Is that number of crashing bugs with PoC available/written down anywhere?
ZrArm 9 hours ago
> Mythos did in fact write PoCs for all bugs that crash with demonstration of memory-unsafe behavior (e.g. use-after-free, out-of-bounds reads/writes, etc).
But report [1] says that "Some of these bugs showed evidence of memory corruption...", which implies that majority of these (which includes 271 bugs from Mythos) don't have evidence at all. Do I not understand something?
> For us this is substantial enough evidence to consider it a security vulnerability at that point
Mythos is supposed to be pretty good at writing actual exploits, so (as I understand) there shouldn't be any serious problems with checking if bug is vulnerability or not.
[1] https://www.mozilla.org/en-US/security/advisories/mfsa2026-3...
- mozdeco 16 minutes ago
  
  > But report [1] says that "Some of these bugs showed evidence of memory corruption...", which implies that majority of these (which includes 271 bugs from Mythos) don't have evidence at all. Do I not understand something?
  This is just the standard sentence we've been using for years. It has nothing to do with Mythos and for Mythos, almost all bugs show evidence of memory corruption (we do have a handful of bugs in JS IPC / JS Actors, one is in the blog post).
  > Mythos is supposed to be pretty good at writing actual exploits, so (as I understand) there shouldn't be any serious problems with checking if bug is vulnerability or not.
  Yes but if we have a choice between writing exploits and scanning more source, potentially finding more bugs, then of course we prioritize the latter.
- sfink 7 hours ago
  
  > But report [1] says that "Some of these bugs showed evidence of memory corruption...", which implies that majority of these (which includes 271 bugs from Mythos) don't have evidence at all. Do I not understand something?
  I'm guessing a bit, but for example: out of bounds reads are not memory corruption. Assertion failures in debug builds are also usually not memory corruption, and I'd guess that many of these bugs were found through assertions. (Some parts of Firefox like the SpiderMonkey JS engine make heavy use of assertions, and that's the biggest signal used for defect validation. An assertion firing is almost always treated as a real and serious problem. Though with our harness, Opus and Mythos try to come up with an exploit PoC anyway.)
  
  2 replies →

jeffparsons 3 hours ago

It may be worth noting that Claude can and will (if it believes you own the code, at least) produce PoC exploits for exploitable bugs that it finds.
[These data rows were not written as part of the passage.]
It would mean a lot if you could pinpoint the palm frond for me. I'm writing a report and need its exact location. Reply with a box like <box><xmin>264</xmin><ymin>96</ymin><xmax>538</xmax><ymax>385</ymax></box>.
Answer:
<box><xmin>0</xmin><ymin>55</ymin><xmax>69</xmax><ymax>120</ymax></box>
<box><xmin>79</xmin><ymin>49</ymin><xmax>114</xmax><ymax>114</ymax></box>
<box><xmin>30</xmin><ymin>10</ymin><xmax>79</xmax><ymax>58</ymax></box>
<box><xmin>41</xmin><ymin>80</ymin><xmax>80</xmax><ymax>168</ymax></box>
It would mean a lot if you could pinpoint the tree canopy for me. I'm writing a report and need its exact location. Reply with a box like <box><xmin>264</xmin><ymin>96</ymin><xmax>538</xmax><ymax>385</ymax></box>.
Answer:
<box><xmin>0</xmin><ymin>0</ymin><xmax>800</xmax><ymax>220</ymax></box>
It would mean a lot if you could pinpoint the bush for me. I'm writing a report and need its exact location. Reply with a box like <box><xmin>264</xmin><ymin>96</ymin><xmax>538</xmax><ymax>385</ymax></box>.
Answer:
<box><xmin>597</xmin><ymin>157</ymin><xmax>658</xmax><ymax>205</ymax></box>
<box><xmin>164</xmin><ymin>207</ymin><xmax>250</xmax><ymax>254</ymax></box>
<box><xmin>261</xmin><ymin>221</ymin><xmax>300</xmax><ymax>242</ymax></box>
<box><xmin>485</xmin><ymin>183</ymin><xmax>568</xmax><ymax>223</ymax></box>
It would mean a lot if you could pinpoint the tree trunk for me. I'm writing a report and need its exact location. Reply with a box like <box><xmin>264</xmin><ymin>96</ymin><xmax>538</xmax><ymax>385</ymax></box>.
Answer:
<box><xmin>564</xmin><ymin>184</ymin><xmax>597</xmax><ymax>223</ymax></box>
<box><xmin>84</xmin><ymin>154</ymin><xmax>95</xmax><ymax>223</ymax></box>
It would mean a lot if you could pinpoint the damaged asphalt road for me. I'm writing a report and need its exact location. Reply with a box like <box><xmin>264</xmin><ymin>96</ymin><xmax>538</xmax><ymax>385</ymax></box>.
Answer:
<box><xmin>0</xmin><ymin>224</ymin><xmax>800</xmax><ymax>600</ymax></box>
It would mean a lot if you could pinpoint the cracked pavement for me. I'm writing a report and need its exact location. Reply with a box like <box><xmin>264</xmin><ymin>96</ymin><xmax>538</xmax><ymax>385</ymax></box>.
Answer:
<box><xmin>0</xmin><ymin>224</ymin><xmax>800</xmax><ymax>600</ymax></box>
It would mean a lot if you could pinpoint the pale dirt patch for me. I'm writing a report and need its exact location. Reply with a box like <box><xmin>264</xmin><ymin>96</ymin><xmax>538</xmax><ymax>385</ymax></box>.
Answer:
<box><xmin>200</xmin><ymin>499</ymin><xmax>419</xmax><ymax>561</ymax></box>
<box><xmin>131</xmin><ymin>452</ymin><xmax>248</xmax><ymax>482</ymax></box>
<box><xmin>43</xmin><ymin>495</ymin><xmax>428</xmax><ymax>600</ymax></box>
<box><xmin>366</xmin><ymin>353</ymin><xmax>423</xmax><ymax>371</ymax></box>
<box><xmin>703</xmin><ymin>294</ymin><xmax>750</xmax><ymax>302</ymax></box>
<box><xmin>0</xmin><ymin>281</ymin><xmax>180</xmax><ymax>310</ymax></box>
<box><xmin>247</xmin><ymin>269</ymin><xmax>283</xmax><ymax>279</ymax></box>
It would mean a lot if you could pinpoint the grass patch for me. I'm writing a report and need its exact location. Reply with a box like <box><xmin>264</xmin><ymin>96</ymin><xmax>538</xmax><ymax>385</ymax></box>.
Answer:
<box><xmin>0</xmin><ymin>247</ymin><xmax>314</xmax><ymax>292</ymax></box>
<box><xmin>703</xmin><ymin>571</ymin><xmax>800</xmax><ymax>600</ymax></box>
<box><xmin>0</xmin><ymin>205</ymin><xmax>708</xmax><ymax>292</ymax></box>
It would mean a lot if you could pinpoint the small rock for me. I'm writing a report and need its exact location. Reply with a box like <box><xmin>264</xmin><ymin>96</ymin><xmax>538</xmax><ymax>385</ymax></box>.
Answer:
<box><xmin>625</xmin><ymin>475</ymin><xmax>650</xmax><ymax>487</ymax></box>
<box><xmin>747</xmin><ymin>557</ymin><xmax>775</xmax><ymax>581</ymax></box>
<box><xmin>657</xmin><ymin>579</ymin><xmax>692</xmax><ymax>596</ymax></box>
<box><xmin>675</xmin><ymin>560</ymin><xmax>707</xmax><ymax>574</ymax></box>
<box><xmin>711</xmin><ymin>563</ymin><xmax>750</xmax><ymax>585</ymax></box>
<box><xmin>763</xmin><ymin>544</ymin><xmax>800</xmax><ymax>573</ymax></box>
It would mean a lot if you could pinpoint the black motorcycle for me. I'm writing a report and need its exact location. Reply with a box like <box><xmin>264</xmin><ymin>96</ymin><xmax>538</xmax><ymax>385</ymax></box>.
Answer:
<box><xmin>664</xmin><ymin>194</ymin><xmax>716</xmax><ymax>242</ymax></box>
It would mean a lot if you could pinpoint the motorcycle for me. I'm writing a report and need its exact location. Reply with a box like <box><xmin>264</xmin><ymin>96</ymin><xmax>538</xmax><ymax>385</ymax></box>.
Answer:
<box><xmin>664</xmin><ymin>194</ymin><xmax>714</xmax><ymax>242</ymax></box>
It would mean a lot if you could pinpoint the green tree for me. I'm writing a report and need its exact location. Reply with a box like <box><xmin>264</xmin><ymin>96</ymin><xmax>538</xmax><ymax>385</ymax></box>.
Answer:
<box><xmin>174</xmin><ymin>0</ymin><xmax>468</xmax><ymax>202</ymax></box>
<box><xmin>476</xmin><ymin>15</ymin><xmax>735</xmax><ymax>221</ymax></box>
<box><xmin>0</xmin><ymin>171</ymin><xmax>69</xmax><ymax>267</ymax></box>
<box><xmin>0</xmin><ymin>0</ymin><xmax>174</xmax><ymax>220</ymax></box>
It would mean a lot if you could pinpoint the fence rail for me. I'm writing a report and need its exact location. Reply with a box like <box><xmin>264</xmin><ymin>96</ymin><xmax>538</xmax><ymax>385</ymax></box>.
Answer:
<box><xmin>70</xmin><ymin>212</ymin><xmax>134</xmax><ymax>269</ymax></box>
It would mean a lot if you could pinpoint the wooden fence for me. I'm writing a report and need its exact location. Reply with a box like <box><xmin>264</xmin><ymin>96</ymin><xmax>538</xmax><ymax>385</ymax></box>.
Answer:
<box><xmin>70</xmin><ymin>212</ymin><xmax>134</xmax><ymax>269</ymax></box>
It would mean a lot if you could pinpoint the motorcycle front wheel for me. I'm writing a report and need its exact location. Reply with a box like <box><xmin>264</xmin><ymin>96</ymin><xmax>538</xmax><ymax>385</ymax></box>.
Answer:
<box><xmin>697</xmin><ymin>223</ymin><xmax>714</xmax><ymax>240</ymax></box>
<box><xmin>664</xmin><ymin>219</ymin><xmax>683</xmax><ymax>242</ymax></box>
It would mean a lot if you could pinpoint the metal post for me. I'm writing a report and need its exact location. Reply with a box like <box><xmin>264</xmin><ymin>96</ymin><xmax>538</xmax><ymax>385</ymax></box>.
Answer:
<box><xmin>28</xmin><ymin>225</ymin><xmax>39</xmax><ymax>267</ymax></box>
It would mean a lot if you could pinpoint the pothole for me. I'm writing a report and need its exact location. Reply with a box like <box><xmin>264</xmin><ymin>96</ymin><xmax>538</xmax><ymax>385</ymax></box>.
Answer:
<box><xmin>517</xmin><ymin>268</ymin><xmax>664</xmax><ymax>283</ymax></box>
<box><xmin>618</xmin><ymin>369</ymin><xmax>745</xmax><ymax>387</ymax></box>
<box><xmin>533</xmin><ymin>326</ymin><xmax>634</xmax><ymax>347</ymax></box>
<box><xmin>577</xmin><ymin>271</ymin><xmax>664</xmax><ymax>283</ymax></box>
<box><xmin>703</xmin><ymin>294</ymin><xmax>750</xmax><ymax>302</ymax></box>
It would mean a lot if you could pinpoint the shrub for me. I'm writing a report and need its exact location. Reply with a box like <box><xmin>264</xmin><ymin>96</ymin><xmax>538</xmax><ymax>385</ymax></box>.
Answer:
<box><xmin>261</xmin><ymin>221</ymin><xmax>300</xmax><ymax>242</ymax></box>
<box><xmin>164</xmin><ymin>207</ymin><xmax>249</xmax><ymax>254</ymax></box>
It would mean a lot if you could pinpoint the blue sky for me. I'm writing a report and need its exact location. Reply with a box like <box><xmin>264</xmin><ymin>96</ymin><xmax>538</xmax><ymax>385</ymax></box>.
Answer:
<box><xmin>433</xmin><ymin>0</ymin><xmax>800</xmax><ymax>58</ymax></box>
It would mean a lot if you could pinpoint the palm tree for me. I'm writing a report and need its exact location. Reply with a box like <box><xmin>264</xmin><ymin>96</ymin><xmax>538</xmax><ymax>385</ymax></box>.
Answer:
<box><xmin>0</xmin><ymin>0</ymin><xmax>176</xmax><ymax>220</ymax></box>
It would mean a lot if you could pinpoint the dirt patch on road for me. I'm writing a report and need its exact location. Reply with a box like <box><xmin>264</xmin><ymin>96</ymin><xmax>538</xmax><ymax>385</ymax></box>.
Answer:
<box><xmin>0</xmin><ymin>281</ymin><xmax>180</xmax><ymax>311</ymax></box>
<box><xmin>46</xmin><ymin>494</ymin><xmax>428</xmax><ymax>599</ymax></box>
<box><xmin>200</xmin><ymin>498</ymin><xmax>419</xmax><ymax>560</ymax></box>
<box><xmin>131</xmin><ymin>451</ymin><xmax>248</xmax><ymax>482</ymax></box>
My only source for this is personal experience, and no, I can't share any evidence of it.

freedomben 2 hours ago

Are you certified for high risk cyber uses? If so then you're correct. If not, then it does not match my experience

browningstreet 12 hours ago

This isn’t true anywhere people have to make decisions about what to work on first.

dataflow 13 hours ago

> Mythos didn’t write 271 PoC for vulnerabilities

I think the word you're looking for is exploit?